A lot of the slog of maintaining a digital productivity system is the upkeep of capturing all manner of inputs (notes, images, to-dos, articles, book highlights etc.) and tagging them with the right metadata (date of capture, project its related to, attendees of meetings, etc.) to make it easy to recall and use later.
Being able to do this consistently is the crux of maintaining the system, and if you fall off this wagon your system deteriorates in usefulness very quickly.
I am sometimes good at this, and sometimes (usually in times of higher stress or workload) very bad at it. Though it seems easy to add a few pieces of information every time you capture something, that tiny bit of added friction adds up over the course of the day and eventually you can’t be bothered.
Enter AI.
AI is great at doing this kind of information processing almost instantaneously, across all manner of inputs, and without you having to apply any effort. AI tools can now summarize notes, tag images, clean up data, and some even allow you to have a conversation with information that you’ve saved.
So as 2023 is coming to a close, I’m on the hunt for an AI-powered tool that will take the slog out of my system, and maybe help me achieve the frictionless organization and productivity holy grail.
Right now, I’m playing with a tool called mymind. It features effortless capture through drag and drop or a browser extension, support for a wide range of inputs, AI tagging, color and object recognition for images, and more. It also has a search-first (rather than file system based) philosophy that I’m intrigued by. I’ve been following the development of this tool for some time, but only now find it’s features compelling enough to jump in.

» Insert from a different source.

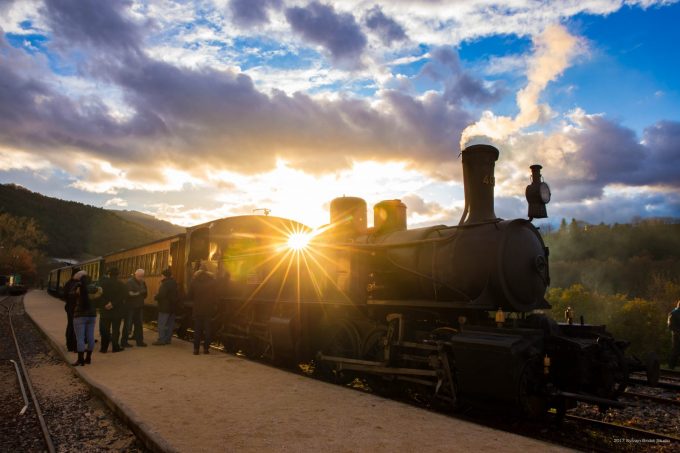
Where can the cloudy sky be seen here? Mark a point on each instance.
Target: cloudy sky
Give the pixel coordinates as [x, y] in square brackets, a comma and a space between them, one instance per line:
[194, 110]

Of all the AI-assisted organization tools I’ve seen, it is also the only one made by a designer, which could make it more relevant to the kinds of information I work with, and gives it an edge in its visual design. It has a touch of beauty and elegance that other tools lack.
It’s still early in my experimentation, and I’ve been through enough tools to know that a shiny new tool isn’t necessarily going to totally change my life. But if I figure out a decent new system for how I organize my work, I’ll be sure to share before the end of the year!
What systems do you have for organizing your work?
Do you have any AI tools to recommend?